1. A method for diagnosing an operation failure of a machine pump apparatus, comprising the steps of:

s100: collecting vibration signals in the running process of pump equipment of the machine to be tested;

s200: carrying out standardization processing on the acquired vibration signals to obtain standardized vibration signals;

s300: constructing a machine pump equipment fault diagnosis model and training;

the machine pump equipment fault diagnosis model comprises a plurality of base classifiers, wherein the base classifiers realize dynamic weight distribution through a reinforcement learning algorithm DQN so as to cope with different types of machine pump equipment fault diagnosis;

s400: and inputting the vibration signals subjected to standardized processing into a trained model for feature extraction, and selecting an adaptive base classifier combination according to the extracted features to realize fault diagnosis of pump equipment of the machine to be tested, wherein the base classifier combination is distributed with different weights.

2. The method according to claim 1, characterized in that in step S200, the acquired vibration signal is normalized by using a normalization method.

3. The method according to claim 1, wherein in step S300, the machine pump equipment failure diagnosis model is trained by:

s301: the method comprises the steps of collecting historical fault data of different types of machine pump equipment to obtain a sample data set, and dividing the data set into a training sample data set and a test sample data set after standardized processing;

s302: setting training parameters of each base classifier, training each base classifier by using a training sample data set, and completing model training when the maximum training times or cross entropy loss function convergence is reached, wherein the maximum training times are based on the number of fault types in the training sample data set;

s303: testing the trained model by using a test sample data set, wherein in the test process, when the classification precision of each base classifier reaches 95%, the model test passes; otherwise, training parameters of each base classifier are adjusted to retrain the model until the model test passes.

4. The method according to claim 1, wherein in step S300, the weight distribution of the plurality of base classifiers by the reinforcement learning algorithm DQN comprises the steps of:

s3001: initializing a reinforcement learning DQN algorithm;

s3002: and carrying out weight distribution on each base classifier according to an epsilon-greedy strategy and based on an initialized DQN algorithm.

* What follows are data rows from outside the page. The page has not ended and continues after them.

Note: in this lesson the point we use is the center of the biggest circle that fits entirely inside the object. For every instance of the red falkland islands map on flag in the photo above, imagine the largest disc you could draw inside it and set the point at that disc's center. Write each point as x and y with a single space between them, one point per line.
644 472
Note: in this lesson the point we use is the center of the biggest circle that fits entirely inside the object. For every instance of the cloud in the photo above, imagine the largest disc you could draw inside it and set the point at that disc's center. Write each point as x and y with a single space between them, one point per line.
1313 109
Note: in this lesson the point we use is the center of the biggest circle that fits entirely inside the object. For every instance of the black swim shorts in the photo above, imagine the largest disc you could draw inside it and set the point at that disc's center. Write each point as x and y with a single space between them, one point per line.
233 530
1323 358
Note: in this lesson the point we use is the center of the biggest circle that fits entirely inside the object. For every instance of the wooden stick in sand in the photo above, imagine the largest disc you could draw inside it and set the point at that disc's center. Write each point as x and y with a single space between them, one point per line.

5. An apparatus for diagnosing an operation failure of a pump device, said apparatus comprising:

the acquisition unit is used for acquiring vibration signals in the running process of the pump equipment of the machine to be tested;

the standardized processing unit is used for carrying out standardized processing on the acquired vibration signals so as to obtain standardized processed vibration signals;

the model construction and training unit is used for constructing and training a fault diagnosis model of the pump equipment;

the machine pump equipment fault diagnosis model comprises a plurality of base classifiers, wherein the base classifiers realize dynamic weight distribution through a reinforcement learning algorithm DQN so as to cope with different types of machine pump equipment fault diagnosis;

the fault diagnosis unit is used for inputting the vibration signals subjected to standardized processing into a trained model for feature extraction, and selecting an adaptive base classifier combination according to the extracted features so as to realize fault diagnosis of pump equipment of the machine to be tested, wherein the base classifier combination is distributed with different weights.

6. An electronic device, the electronic device comprising:

a memory, a processor, and a computer program stored on the memory and executable on the processor, wherein,

the processor, when executing the program, implements the method of any one of claims 1 to 4.

7. A computer storage medium having stored thereon computer executable instructions for performing the method of any of claims 1 to 4.